The armaragor pointed at the bone-plated, crablike creature advancing slowly toward them from the archway. Serpent-priests could be seen advancing in its wake, keeping well back. "Yon's a dargauth, moving about as fast as such things can move. 'Tis like a gigantic scorpion without a stinging tail. Those two pincer-claws up front are what it slays with; they can easily crush warriors, armor and all. See the dark syrup dripping from its barbs? Smeared on… poison, methinks."

"Plague-taint," Tshamarra murmured. "Let's blast it."

Embra nodded, and they directed the full fury of the Dwaer on the crablike dargauth as they backed away, eyeing the other monster now. Blackgult's circling Stone flashed at each orbit, tugging at the fire the sorceresses of the Four were sending.

"Over here, Ladies!" Craer snapped.

Embra whirled, stabbing out with one hand, and brought the Dwaer-fire with her. It washed over a handful of spellweaving Serpent-priests, setting the clinging dust cloud aflame, and seemed to struggle with a fresh gout of the soft green glow spewed by the larger, gliding monster.

Craer shook his head. "The Snake-lovers certainly seem to have made the Silent House their home.

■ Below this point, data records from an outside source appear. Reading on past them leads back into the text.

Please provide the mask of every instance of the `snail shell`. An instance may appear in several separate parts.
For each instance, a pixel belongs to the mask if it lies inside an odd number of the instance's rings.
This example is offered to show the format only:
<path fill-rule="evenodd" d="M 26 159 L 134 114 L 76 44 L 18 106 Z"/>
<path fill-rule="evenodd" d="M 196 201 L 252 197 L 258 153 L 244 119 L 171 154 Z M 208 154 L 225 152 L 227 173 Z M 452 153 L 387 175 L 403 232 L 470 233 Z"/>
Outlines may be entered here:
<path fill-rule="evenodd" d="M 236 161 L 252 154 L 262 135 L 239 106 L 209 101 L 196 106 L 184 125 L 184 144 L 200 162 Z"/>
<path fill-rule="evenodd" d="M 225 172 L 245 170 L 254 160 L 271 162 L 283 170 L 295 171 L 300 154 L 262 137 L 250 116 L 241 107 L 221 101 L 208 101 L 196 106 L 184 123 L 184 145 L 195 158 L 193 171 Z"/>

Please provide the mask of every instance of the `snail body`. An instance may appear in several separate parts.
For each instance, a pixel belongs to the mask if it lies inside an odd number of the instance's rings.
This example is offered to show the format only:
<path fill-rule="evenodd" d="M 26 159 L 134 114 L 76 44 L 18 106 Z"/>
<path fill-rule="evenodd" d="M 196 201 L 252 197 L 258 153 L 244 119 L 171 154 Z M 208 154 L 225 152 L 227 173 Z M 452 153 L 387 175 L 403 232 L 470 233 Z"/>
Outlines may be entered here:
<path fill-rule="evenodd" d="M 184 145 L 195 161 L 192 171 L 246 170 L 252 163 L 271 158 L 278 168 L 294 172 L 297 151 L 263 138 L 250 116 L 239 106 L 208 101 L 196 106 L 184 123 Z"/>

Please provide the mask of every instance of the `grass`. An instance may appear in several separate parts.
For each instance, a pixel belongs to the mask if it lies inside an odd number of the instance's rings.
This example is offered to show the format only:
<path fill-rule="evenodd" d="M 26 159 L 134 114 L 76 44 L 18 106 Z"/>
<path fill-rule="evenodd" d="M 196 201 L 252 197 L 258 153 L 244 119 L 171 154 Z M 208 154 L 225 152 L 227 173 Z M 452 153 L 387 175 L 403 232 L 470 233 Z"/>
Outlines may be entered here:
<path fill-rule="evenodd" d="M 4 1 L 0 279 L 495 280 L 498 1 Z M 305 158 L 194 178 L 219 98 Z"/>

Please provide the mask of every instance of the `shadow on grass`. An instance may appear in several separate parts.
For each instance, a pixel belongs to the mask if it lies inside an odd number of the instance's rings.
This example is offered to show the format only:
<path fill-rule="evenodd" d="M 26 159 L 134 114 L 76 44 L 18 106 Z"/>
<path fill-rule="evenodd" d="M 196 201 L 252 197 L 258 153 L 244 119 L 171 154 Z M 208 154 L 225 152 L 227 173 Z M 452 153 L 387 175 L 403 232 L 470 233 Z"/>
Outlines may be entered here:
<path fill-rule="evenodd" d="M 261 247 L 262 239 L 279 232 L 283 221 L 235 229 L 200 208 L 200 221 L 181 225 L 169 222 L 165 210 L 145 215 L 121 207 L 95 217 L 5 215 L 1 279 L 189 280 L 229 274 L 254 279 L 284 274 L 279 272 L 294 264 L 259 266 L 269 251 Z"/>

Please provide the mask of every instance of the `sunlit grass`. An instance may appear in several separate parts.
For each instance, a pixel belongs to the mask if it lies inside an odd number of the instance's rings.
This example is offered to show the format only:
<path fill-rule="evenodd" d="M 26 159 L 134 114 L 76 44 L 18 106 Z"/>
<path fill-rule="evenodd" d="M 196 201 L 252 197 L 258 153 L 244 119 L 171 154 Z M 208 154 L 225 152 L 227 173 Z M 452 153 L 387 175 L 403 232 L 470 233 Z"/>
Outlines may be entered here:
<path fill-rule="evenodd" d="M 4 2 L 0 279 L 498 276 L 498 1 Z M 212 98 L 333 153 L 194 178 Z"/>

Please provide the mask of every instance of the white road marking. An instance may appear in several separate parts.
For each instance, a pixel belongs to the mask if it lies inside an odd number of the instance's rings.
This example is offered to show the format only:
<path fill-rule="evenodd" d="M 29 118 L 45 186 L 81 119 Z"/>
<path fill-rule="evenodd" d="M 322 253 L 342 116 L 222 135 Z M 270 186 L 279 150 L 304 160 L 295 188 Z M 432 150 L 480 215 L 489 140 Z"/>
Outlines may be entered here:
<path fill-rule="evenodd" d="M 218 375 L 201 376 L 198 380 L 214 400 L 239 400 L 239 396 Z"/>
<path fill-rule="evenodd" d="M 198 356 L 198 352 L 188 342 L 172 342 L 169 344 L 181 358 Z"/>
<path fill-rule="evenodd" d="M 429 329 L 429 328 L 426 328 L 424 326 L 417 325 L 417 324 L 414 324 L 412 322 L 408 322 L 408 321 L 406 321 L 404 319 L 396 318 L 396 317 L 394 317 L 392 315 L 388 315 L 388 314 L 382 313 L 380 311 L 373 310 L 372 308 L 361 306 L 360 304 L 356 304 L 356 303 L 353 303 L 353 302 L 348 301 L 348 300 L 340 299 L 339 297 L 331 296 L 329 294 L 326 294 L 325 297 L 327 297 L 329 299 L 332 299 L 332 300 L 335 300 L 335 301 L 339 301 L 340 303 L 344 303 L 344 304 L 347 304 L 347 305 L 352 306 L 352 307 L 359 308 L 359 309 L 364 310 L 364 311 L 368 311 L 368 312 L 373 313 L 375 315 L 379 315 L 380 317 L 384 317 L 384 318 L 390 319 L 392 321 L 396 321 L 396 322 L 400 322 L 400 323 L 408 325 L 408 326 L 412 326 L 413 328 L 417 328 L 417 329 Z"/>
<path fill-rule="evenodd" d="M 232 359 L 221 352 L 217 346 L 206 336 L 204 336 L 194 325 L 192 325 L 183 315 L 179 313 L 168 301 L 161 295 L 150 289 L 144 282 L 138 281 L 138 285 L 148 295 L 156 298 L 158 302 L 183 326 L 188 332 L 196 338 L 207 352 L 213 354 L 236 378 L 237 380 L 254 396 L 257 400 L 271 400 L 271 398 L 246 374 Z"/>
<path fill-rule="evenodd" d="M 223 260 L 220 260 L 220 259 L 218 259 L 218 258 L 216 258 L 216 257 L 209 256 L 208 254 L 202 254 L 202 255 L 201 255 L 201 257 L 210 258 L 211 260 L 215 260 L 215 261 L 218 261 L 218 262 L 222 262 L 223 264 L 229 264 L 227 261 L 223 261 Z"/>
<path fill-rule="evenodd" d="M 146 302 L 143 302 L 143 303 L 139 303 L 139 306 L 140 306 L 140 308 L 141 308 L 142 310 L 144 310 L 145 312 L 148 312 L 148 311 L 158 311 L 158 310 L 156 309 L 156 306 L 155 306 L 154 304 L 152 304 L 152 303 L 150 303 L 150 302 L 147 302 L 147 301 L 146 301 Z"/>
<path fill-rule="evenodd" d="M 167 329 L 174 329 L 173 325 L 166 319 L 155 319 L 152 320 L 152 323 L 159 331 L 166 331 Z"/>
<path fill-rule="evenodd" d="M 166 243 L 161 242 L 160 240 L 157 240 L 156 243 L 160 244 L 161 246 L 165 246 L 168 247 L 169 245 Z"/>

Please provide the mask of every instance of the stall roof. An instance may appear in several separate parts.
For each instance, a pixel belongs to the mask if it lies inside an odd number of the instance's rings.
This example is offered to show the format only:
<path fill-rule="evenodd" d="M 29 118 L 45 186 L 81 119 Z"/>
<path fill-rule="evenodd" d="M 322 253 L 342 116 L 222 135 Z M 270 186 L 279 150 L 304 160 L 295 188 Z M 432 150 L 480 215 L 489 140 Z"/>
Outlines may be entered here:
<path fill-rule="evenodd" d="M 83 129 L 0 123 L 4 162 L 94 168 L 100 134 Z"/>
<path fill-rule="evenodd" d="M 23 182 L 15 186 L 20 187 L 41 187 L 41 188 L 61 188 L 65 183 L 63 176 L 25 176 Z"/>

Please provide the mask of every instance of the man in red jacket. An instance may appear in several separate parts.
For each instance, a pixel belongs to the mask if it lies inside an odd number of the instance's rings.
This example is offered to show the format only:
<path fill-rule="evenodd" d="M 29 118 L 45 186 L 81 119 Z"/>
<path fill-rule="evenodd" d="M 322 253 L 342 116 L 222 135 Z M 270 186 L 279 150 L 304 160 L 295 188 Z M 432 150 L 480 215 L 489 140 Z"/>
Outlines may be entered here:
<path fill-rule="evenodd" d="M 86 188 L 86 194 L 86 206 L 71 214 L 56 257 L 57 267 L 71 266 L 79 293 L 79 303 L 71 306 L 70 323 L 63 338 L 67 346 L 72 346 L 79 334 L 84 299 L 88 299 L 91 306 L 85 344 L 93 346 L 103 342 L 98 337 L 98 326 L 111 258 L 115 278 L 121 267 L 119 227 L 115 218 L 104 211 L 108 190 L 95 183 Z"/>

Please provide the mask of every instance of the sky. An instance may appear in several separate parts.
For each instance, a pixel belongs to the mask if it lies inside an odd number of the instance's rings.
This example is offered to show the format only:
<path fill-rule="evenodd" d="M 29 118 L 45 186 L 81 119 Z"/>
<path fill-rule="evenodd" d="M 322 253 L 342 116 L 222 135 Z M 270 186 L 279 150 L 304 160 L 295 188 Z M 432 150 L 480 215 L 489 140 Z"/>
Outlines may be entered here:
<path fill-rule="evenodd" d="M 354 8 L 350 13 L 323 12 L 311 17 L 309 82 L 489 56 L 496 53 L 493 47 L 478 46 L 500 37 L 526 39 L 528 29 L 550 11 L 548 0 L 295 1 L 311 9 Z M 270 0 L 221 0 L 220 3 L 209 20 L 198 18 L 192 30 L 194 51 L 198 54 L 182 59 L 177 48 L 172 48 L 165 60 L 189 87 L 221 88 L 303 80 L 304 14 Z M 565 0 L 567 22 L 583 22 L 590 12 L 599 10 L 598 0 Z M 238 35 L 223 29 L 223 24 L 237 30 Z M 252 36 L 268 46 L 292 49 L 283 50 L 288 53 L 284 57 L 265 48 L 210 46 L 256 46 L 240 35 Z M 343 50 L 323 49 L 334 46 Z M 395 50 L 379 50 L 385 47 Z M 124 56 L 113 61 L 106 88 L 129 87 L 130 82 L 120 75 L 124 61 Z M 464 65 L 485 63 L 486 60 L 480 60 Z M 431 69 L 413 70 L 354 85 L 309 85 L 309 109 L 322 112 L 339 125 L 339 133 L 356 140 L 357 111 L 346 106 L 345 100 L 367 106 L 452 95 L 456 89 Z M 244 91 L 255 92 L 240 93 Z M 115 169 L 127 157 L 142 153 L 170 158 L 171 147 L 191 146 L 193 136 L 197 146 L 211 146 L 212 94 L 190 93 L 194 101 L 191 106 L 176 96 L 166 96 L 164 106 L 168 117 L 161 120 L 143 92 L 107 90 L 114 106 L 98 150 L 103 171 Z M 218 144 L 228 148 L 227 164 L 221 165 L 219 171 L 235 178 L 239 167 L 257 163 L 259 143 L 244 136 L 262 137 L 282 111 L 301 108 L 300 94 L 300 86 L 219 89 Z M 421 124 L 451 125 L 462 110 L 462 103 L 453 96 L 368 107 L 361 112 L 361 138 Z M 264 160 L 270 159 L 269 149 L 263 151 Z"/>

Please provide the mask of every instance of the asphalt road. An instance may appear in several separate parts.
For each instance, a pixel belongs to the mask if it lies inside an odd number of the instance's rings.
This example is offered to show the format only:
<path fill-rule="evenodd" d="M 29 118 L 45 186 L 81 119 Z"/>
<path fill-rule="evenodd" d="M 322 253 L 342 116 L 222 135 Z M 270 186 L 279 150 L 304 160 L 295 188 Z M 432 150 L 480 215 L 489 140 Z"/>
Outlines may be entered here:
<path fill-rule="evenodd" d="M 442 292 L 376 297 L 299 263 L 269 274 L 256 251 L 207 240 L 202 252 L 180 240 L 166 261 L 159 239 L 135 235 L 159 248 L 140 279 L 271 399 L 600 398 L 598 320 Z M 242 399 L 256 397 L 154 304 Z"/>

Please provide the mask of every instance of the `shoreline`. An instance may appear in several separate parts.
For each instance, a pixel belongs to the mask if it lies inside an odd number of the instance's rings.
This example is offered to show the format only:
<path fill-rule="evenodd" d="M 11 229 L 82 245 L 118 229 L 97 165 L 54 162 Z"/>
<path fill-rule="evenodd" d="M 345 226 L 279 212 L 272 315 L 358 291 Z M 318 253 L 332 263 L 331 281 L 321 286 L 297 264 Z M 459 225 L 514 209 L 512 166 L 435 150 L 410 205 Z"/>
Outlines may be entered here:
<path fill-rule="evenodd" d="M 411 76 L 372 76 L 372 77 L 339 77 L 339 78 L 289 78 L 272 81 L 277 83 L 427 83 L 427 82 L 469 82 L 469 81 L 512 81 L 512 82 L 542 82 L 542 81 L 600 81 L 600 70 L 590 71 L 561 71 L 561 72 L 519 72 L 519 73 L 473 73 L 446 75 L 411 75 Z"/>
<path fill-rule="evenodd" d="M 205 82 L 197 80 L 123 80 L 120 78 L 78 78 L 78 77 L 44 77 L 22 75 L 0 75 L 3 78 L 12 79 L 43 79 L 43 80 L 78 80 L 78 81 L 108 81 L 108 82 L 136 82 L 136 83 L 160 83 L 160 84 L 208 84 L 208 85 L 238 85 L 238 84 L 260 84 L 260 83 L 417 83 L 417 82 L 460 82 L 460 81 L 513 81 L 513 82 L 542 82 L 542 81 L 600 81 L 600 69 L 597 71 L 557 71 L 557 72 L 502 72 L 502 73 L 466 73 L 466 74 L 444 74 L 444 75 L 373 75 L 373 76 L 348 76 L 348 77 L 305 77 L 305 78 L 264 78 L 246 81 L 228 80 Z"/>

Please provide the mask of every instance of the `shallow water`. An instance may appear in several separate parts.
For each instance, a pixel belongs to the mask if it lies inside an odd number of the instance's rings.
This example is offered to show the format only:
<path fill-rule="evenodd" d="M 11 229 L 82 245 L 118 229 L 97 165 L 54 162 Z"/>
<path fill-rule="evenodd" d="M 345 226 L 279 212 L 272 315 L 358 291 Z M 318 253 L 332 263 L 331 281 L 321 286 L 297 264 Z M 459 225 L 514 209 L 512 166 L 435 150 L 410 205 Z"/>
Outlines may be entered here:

Hawk, this beast would be-?"

"A sarath of the swamps. They must have used spells to tame it, but yon green light is magic of its own, that slows prey and foes, even puts small creatures to sleep or freezes them where they stand. The spell-bolts come from somewhere amid those spines along its back, but it feeds like a score of eels: with many little fanged sucking maws on its belly. We're food to it-and it can smother, too. I've only ever seen one before."

"Charming," Tshamarra remarked, as they backed away to the very tingling edge of Blackgult's Dwaer-barrier. "Any chance of getting these two horrors to fight each other?"

"Not while the priests are controlling them," Embra replied grimly. "I'll not be surprised if both these beasts turn out to be humans twisted by the plague."

"We haven't swords enough to fight both," Hawkril rumbled. "Any swift sorcery?"

"Litde time for that, either," Tshamarra snapped, watching the beasts close in. Neither the scuttling thing nor the gliding one were moving with any haste, but they were both perhaps four running strides distant now, no more, with grinning Serpent-priests behind them.

The Dwaer flashed in Embra's hand. "Close together! Hurry!"

The Lady Talasorn looked a silent question at the taller sorceress, who replied, "I'm shielding us, just as my father did himself. I'll try to link to his barrier. If I manage it, I can bring it forward to enclose us, leaving us protected by his Stone, and free ours to smite again."

The air glowed around them, a faint, pearly radiance that visibly threw back a gout of the sarath's green glow. Both monsters clawed at the air as if it was thickening around them.

Suddenly the sarath climbed the air in front of the overdukes, whirling up on its side to drift along in front of them, underbelly raised to gnaw hungrily at nothing with its dozens of lampreylike mouths.

"Well," Craer offered, studying those questing jaws narrowly, "this certainly beats getting drenched in beast-blood and wondering if you're unwittingly hacking up all the tasty bits. I-"

There was a sudden flash and roar from behind them, and the room rocked. The Four found themselves whirling through the air, away over the sarath and the rubble of the shattered door, the air around them gleaming like a great shell of armor.